1) A total of 960 sensors, each with single digital detect/no detect output need to be monitored at 40us intervals. These are partitioned to 12 pcbs, 80 sensors each. The plan for the board is to capture the sensors' output in parallel, then use daisy-chained shift registers to serialize and provide to the mcu, one 80-sensor board at a time.
2) Of the total 960, a nominal worst case loading is about 10% or 100 sensors actually registering a detection over any 40us interval. Furthermore, typical loading condition is about 1%.
3) The environment involves significant dynamics; imu data must be updated a minimum of 100us, with high angle rates periodicaly involved,
4) Output is less demanding, and it's not really the focus at this point, but there will be occasional bursts of a couple vectors over approximately 30ms intervals, spaced by several seconds, but this data must be routed thru wireless with minimal latency. Also, the system must output 1 second heartbeat data.
5) A critical issue is of course the loading demand related to what's to be done with the data. What's to be done, basically, is some high resolution motion simulation over short time durations. I get to reduce usage of data for consecutive repeat registry for a specific sensor, which will cut down some considerable amount of sensor detections that need to be processed (tbd). Of course, they would still need to be touched... but I could provide the boards with discrete logic to "pre-sniff" whether any of its 80 sensors has registered a detect, if necessary. This could be checked before the whole board is polled; no detects at all and the board doesn't need to be read at all. It's not preferred because of the slight degradation to probality of detection, but would be acceptable.

My first question: can the teensy 3.6 handle this? I'm not sure how much of the 180 mHz teensy 3.6 I'll need but suspect even 1/4 of it's duty cycle will be adequate. But I'm not sure how much will be left after this level of IO. The input from just the sensor rate (without pre sniff, and excluding imu data) presents an apparent steady state demand of 24Mbits/sec. I've looked and found some good info on this site that seems to indicate it's plausible over short intervals, correct? And what about for steady state?

2nd question: Is there an obvious better way, given the limited information I've described here?

Again, much thanks for any feedback.

J
 
My first impression would be no, this is probably too much for a single Teensy 3.6.

Perhaps some incredibly cleaver and difficult design could make it all work on a single board, maybe by running both I2S channels in TDM mode. But even that would naturally give two shift registers of 256 bits each. While it may be possible with quite a lot of work, probably involving some logic in a CPLD, unless you have a tremendous amount of time (and skill with DMA and low-level programming), I wouldn't recommend going down that path.

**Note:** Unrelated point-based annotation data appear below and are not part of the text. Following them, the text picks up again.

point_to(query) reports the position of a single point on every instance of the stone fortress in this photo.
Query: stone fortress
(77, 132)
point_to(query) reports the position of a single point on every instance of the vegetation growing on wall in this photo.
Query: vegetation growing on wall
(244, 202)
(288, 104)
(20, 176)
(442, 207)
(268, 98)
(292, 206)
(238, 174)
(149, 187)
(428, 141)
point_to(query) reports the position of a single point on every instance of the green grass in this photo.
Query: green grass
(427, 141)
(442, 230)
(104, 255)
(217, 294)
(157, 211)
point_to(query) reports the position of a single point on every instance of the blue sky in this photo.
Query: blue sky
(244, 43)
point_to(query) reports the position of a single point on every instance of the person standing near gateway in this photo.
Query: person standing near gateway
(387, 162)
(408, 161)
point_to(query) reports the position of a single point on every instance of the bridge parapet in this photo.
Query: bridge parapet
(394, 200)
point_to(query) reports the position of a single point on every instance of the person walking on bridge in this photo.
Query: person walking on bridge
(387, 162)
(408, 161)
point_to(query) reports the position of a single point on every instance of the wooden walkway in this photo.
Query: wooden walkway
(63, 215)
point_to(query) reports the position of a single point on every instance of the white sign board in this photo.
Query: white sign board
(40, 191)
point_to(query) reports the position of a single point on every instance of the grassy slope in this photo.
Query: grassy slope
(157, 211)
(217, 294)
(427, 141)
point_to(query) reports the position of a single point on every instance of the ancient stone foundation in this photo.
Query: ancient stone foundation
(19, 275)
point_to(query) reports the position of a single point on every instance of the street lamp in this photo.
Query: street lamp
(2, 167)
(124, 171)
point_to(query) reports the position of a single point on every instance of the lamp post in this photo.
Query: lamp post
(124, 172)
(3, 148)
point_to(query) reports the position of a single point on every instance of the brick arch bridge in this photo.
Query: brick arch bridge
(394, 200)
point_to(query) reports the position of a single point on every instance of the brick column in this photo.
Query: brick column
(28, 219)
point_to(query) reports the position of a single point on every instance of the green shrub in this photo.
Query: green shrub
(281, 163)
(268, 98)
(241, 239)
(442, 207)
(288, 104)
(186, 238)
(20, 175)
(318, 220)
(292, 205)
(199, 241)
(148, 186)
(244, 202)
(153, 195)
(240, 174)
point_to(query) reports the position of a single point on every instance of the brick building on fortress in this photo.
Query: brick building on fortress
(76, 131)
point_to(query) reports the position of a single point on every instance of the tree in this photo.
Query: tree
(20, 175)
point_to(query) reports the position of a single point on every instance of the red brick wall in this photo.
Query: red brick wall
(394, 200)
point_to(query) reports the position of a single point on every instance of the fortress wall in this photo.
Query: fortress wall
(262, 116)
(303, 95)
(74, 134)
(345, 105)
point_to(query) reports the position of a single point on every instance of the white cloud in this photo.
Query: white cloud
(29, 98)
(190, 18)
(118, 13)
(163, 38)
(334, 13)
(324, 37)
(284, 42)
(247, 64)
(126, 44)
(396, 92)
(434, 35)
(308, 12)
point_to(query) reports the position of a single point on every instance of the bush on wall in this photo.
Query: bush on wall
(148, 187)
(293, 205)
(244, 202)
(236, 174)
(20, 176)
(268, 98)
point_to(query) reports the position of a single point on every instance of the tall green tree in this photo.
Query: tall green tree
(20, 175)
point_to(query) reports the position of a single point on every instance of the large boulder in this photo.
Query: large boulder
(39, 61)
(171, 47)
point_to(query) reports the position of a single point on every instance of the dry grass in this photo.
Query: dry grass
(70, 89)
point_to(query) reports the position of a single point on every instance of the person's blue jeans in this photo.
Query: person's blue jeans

I'd imagine the most practical approach would involve 4 or 6 Teensy 3.6 boards acquiring all those digital inputs using ordinary 30 MHz SPI and doing some pre-processing of the data. Perhaps they would transmit short messages (less than 8 bytes) on their serial ports at 2 or 3 Mbit/sec. Then you could use another Teensy 3.6 to receive all the messages every 40 us and do whatever motion analysis stuff you need.

You might also check the specs on whatever IMU you're using. Does it really have internal analog bandwidth and total latency necessary to give you meaningful data at 10 KHz sample rate? They're almost all based on similar MEMS technology involving oscillators in the dozens or hundreds of kHz, where changes in phase or frequency are demodulated and then low-pass filtered to produce a usable signal. Some have adjustable filters to let you trade off speed versus accuracy & range.
 
Your response is impressive because you've hit several key issues that track well with my thoughts over many weeks, in one simple reply. Very helpful.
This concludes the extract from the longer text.